Schildkröten werden alt

Zierschildkröte

Über das Alter, das Schildkröten erreichen können, ist schon viel geschrieben worden. Die Gelehrten sind sich da keineswegs einig.

Fest steht nur, daß manche Schildkrötenarten wesentlich älter werden als der Mensch. Wie es damit bei den Zierschildkröten steht, weiß offenbar niemand. Bekannt ist nur, daß sie maximal eine Größe von 25 Zentimetern erreichen. Wir konnten in Kanada über lange Zeit beobachten, wie langsam sie wachsen. Daraus läßt sich schließen, daß viele von ihnen mindestens ein Menschenalter erleben.

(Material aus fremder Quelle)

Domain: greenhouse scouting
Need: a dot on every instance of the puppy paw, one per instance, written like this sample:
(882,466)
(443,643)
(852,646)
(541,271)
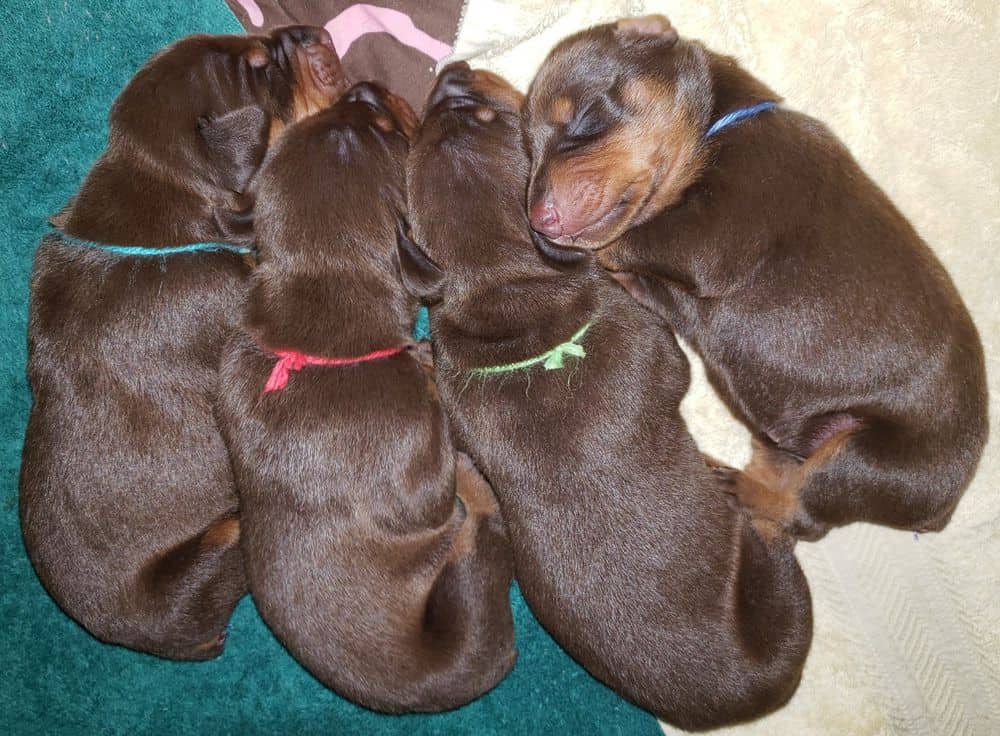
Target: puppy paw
(764,503)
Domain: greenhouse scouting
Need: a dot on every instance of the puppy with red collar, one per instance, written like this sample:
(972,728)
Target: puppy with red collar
(375,553)
(822,317)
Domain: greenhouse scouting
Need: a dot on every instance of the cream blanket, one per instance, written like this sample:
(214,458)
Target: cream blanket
(907,630)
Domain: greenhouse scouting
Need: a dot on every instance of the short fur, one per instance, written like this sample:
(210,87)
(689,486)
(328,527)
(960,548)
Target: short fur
(822,317)
(626,544)
(384,583)
(127,502)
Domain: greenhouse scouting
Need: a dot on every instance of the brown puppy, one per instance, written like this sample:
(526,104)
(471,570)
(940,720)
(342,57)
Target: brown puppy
(383,583)
(625,544)
(822,317)
(127,499)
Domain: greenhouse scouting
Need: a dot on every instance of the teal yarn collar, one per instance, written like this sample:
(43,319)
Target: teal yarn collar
(422,327)
(551,360)
(143,251)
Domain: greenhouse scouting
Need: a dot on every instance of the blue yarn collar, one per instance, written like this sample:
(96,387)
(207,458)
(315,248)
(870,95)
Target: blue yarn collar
(737,115)
(168,250)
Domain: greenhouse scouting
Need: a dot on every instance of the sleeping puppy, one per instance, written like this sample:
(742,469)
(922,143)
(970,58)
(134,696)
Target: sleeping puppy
(127,502)
(822,317)
(375,554)
(626,545)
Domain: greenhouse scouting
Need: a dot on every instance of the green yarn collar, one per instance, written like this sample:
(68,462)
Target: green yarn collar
(551,360)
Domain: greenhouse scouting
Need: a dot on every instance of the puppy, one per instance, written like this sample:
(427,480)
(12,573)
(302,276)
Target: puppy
(566,394)
(385,585)
(822,317)
(127,502)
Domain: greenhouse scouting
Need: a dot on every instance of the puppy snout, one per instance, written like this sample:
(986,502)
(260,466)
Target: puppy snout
(454,81)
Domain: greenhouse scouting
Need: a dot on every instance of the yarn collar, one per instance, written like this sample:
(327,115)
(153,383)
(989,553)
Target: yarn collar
(551,360)
(169,250)
(736,116)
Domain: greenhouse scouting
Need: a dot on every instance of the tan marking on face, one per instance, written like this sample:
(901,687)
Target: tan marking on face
(651,159)
(223,534)
(561,110)
(318,83)
(257,56)
(274,133)
(403,113)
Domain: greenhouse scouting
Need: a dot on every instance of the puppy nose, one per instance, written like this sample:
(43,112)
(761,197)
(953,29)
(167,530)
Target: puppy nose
(305,36)
(453,81)
(544,218)
(365,92)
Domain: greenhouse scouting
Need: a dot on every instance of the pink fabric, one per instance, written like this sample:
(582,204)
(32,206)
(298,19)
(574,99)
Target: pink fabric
(293,360)
(362,18)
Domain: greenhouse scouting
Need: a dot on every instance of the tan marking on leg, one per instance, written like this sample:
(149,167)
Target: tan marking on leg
(777,478)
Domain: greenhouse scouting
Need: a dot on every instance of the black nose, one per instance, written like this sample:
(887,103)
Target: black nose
(366,92)
(453,81)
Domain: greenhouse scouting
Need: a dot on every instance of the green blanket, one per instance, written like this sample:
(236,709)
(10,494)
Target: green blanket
(62,65)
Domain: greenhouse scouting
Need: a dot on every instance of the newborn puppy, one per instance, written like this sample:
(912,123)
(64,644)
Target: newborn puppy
(625,544)
(822,317)
(360,557)
(127,502)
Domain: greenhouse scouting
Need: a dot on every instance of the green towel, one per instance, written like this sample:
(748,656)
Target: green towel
(62,65)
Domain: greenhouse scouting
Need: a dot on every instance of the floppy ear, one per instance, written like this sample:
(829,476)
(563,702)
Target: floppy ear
(237,142)
(646,26)
(557,255)
(422,277)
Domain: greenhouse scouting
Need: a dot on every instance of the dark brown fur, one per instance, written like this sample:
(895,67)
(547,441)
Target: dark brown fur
(822,317)
(626,545)
(383,583)
(127,499)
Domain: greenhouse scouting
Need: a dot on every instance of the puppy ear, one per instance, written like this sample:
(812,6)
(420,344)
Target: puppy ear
(646,26)
(559,256)
(237,142)
(422,277)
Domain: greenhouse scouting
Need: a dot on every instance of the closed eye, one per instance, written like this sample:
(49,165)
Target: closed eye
(588,125)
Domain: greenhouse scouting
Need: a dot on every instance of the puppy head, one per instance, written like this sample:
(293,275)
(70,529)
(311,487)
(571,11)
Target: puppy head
(203,110)
(614,121)
(467,169)
(327,200)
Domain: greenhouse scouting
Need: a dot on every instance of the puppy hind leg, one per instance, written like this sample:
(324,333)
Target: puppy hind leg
(884,475)
(190,592)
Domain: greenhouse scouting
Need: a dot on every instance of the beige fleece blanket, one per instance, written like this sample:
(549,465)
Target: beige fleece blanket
(907,629)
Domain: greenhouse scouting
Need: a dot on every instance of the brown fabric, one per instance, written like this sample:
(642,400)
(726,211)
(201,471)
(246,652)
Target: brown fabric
(377,56)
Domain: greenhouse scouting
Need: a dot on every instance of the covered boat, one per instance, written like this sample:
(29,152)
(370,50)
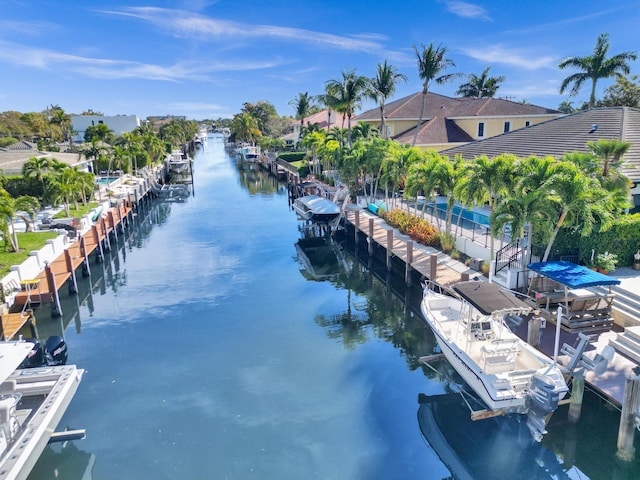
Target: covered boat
(32,402)
(316,208)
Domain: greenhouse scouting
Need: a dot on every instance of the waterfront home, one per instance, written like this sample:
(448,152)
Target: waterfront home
(448,122)
(569,133)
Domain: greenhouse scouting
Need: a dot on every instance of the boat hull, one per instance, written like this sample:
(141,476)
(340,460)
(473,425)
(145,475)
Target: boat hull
(46,392)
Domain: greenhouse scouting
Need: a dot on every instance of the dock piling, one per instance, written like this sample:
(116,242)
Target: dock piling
(628,417)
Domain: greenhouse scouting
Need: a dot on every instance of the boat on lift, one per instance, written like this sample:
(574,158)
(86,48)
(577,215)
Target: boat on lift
(504,371)
(36,389)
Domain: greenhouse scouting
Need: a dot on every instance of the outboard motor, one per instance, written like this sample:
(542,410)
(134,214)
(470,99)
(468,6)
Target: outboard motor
(36,355)
(56,351)
(546,389)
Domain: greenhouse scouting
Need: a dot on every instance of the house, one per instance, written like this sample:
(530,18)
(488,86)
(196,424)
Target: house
(569,133)
(119,124)
(325,119)
(448,122)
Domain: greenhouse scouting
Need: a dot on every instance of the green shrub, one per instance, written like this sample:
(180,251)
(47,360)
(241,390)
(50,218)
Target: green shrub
(292,156)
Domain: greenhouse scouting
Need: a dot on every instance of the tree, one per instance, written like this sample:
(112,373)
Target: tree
(345,95)
(624,93)
(432,61)
(383,86)
(485,180)
(595,67)
(610,152)
(245,127)
(581,200)
(37,168)
(566,107)
(302,105)
(480,86)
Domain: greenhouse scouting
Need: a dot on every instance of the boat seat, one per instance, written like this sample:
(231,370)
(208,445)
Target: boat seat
(500,355)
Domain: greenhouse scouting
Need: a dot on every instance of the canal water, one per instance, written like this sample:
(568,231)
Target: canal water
(220,340)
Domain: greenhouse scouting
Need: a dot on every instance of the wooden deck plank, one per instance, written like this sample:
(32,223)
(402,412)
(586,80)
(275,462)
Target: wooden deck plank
(421,262)
(41,289)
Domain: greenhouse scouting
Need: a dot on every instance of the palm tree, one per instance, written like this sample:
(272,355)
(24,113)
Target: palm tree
(245,127)
(37,168)
(480,86)
(432,61)
(345,95)
(26,208)
(581,200)
(383,86)
(485,180)
(610,152)
(302,104)
(595,67)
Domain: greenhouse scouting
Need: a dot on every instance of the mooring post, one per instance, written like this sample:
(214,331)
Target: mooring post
(73,285)
(56,308)
(407,272)
(626,450)
(370,237)
(433,267)
(533,331)
(389,248)
(577,393)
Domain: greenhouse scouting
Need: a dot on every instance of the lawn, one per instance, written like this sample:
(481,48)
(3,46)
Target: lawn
(28,242)
(76,213)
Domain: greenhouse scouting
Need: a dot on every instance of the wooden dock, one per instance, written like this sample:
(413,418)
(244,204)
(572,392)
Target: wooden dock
(427,261)
(45,287)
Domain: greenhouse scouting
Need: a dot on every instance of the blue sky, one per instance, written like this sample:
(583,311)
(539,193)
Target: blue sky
(204,58)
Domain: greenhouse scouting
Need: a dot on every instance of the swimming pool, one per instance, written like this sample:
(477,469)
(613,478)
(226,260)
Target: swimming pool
(467,215)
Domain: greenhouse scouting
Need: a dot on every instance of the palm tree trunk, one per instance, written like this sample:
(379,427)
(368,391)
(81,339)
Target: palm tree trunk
(559,224)
(415,135)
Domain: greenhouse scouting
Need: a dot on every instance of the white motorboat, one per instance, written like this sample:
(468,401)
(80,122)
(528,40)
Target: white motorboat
(177,163)
(505,372)
(32,402)
(248,153)
(316,209)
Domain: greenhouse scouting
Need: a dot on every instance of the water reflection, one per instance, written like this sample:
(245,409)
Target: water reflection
(495,448)
(256,180)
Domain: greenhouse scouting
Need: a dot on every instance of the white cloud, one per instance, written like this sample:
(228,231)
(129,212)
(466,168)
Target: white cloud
(467,10)
(497,54)
(120,69)
(202,28)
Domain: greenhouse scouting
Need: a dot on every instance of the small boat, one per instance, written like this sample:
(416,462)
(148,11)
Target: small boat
(316,209)
(32,402)
(176,162)
(170,190)
(505,372)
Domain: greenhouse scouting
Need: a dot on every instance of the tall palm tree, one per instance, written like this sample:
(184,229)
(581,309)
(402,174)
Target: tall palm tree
(302,104)
(345,95)
(581,200)
(594,67)
(432,61)
(37,168)
(485,180)
(383,86)
(480,86)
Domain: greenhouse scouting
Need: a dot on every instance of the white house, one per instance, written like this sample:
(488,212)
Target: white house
(119,124)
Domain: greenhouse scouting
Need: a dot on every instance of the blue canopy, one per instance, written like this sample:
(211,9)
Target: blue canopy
(572,275)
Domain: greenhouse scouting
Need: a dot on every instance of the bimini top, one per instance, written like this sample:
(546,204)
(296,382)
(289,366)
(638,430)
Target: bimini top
(572,275)
(489,297)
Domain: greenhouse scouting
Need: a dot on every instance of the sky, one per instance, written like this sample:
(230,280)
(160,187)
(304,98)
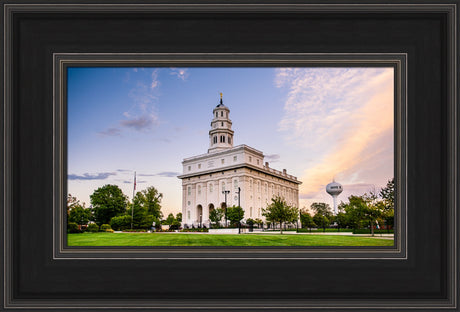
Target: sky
(319,123)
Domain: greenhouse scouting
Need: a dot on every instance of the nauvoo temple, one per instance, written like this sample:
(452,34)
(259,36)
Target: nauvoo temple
(229,175)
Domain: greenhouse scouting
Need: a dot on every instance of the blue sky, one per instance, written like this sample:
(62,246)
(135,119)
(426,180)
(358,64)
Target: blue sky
(318,123)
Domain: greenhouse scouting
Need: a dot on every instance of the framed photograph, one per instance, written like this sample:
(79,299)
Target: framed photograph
(124,189)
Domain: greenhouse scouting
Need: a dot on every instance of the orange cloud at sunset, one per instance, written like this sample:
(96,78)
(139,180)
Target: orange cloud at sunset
(350,137)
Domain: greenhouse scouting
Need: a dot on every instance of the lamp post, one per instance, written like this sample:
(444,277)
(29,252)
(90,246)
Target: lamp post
(225,193)
(239,193)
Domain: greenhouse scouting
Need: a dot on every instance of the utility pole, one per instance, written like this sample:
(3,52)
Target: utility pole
(239,195)
(132,208)
(225,193)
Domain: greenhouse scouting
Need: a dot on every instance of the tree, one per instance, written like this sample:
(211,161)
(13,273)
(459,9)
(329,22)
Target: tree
(259,222)
(322,209)
(235,214)
(356,210)
(179,217)
(122,222)
(71,203)
(388,194)
(388,197)
(321,221)
(169,220)
(306,220)
(363,210)
(341,219)
(79,215)
(323,215)
(151,201)
(215,215)
(108,201)
(279,211)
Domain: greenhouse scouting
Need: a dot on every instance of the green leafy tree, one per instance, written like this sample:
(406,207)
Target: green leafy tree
(306,220)
(388,197)
(321,221)
(356,211)
(72,227)
(341,219)
(122,222)
(108,201)
(72,202)
(93,227)
(79,215)
(279,211)
(323,215)
(179,217)
(216,215)
(169,220)
(322,209)
(235,214)
(140,212)
(151,201)
(388,194)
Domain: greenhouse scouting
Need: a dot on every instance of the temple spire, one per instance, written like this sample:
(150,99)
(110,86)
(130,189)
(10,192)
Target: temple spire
(221,133)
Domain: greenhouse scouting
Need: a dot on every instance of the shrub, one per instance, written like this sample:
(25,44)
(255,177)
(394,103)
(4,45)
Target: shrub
(93,227)
(195,230)
(72,227)
(105,227)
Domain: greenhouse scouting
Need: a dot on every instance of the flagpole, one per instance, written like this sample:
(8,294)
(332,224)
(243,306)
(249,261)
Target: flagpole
(132,208)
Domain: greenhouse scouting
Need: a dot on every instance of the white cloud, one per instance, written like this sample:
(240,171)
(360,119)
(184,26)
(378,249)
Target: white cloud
(181,73)
(342,118)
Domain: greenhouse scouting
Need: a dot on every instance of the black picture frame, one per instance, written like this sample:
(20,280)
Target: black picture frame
(36,274)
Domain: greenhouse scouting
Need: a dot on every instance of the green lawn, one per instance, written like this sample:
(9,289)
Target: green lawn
(164,239)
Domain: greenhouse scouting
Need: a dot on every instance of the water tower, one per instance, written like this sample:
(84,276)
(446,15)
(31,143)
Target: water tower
(334,189)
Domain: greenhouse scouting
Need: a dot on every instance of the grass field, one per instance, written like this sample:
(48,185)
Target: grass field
(164,239)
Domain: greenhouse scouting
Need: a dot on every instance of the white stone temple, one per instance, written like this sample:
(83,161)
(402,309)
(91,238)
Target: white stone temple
(230,175)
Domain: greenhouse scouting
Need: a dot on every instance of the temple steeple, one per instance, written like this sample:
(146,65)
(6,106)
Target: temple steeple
(221,133)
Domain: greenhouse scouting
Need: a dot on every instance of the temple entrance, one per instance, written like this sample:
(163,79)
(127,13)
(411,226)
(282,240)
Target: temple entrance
(210,210)
(224,208)
(199,215)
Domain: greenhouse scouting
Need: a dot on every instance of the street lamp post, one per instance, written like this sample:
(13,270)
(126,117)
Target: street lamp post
(239,193)
(225,193)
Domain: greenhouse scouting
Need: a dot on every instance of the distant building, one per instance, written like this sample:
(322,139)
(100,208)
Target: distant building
(223,168)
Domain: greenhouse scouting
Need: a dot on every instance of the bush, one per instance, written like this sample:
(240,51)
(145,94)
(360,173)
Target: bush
(72,227)
(195,230)
(93,227)
(105,227)
(368,231)
(121,222)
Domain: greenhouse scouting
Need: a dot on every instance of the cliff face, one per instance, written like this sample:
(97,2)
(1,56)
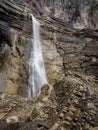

 Es gibt eine Möglichkeit, das Alter von Schildkröten abzuschätzen. Die Tiere sind während ihres ganzen Lebens wechselnden Einflüssen und Bedingungen ausgesetzt, die die Intensität ihres Wachstums fördern oder hemmen. Dazu gehören im wesentlichen das schwankende Nahrungsangebot, mögliche Krankheiten und das jahreszeitlich bedingte Absinken der Temperatur.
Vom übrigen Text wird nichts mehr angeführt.